Другими словами, хотелось бы поддержать вывод профессора Гудвина о роли элит в революционных событиях. Систематическое обобщение фактов действительно показывает, что ни подрывные действия, ни народный гнев сами по себе революций не вызывают. Революционные события во многом — порождение раскола внутри элит. И массы, как правило, лишь используются в качестве горючего материала. Не могу не сослаться на отечественный политический опыт. Мы привыкли рассуждать о революции 1917 года как о величайшем переломе. Между тем, 1991 год стал значительно более глубинным переворотом. Но чем он был вызван? Мы помним, что перестройка начиналась и шла под лозунгом демократизации. Парадоксальным образом события, последовавшие за ней, стали революцией элит. И здесь я бы напомнила такой достаточно простой факт — когда Михаил Сергеевич Горбачев выезжал как глава великого государства в составе делегаций за рубеж, его суточные составляли 25 долларов. Не слишком много, прямо скажем. Я полагаю, что именно противоречие между правом распоряжения неограниченными ресурсами — людскими, финансовыми, материальными, и крайне ограниченным правом владения и стимулировали ту революцию элит, которая произошла на рубеже 80–90-х в нашей стране. Борис Ельцин в своей первой книге «Исповедь на заданную тему» с сожалением вспоминает, как получив дачу в качестве секретаря Московского горкома партии, был разочарован, обнаружив на мебели бирки управления делами. Ни дача, ни мебель не являлись его собственностью. А как раз о конверсии власти в собственность мечтала вся советская номенклатура, и во многом именно это подвигло ее на осуществление революционного переворота.
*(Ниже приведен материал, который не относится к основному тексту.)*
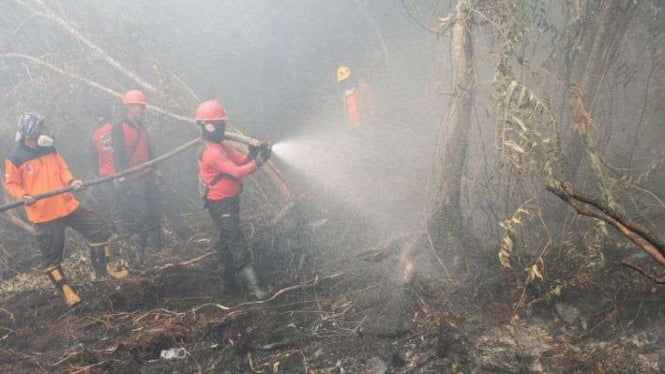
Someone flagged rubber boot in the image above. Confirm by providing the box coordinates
[104,243,129,279]
[89,243,109,280]
[222,265,238,293]
[45,265,81,308]
[240,264,268,300]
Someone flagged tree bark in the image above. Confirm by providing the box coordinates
[430,0,475,249]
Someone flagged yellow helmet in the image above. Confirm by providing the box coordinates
[337,66,351,82]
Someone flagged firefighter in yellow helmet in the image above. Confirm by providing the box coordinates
[337,65,376,130]
[5,112,128,307]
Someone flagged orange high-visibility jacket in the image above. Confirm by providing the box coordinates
[5,143,79,223]
[344,81,376,129]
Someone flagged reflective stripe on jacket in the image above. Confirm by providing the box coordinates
[198,141,256,200]
[5,144,79,223]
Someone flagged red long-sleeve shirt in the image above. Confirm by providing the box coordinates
[199,141,256,200]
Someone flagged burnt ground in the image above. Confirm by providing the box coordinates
[0,205,665,373]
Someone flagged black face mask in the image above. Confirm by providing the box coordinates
[201,121,226,143]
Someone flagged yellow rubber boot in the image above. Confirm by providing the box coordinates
[46,265,81,308]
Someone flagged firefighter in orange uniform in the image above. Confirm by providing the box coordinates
[337,66,376,130]
[5,113,128,307]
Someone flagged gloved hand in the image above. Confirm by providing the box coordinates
[113,177,127,189]
[259,143,272,163]
[21,195,37,205]
[69,179,85,191]
[248,144,261,160]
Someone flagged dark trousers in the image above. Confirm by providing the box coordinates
[111,174,162,250]
[206,197,251,273]
[34,207,112,266]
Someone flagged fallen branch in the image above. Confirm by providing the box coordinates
[546,182,665,268]
[236,271,344,308]
[0,138,201,212]
[621,261,665,284]
[154,252,217,271]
Теперь несколько слов о том, насколько возможен революционный сценарий в Российской Федерации. Осенью 2004 года наблюдатели революционных событий в Украине отмечали, что подобное может произойти и у нас. Благоприятные условия для повторения «цветочно-фруктового» революционного перфоманса, действительно, были. Они во многом были связаны с начавшимися весной 2004 года социальными реформами, которые могли затронуть сферы здравоохранения, образования, науки и культуры. В частности, реформа здравоохранения проводилась под неявным лозунгом: «лечиться даром — даром лечиться». Реформа Академии наук вообще предполагала ее устранение, — дескать, в США нет Академии наук, а наука там процветает. Сторонники подобной точки зрения как-то упускали из виду, что в России и в США по-разному сконструирована организация научных исследований. Что в США наука делается, прежде всего, в университетах. И бюджет среднего университета (порядка двух миллиардов долларов) как раз сопоставим с бюджетом всей Российской Академии наук. Что в США существует еще порядка 40 общенациональных исследовательских лабораторий, бюджет которых значительно больше бюджета РАН. В свою очередь, реформа образования предполагала, что только четыре года обучения в высших учебных заведениях будут бесплатными, желающие же получить заветный диплом должны будут дальше сами оплачивать свое образование. Иначе говоря, у нас был шанс возродить в этой сфере Россию, которую мы когда-то потеряли. Потому что в памяти, когда нам говорили о желательности четырехгодичного образования в вузах, возникала модель четырехклассного образования в церковно-приходских школах. Когда-то еще министр образования в правление Николая I князь Ширинский-Шахматов говаривал, что польза философии не доказана, а вред от нее возможен. И под этим предлогом закрыл все кафедры философии. Мне кажется, подобную философию в какой-то момент исповедовало наше Министерство образования.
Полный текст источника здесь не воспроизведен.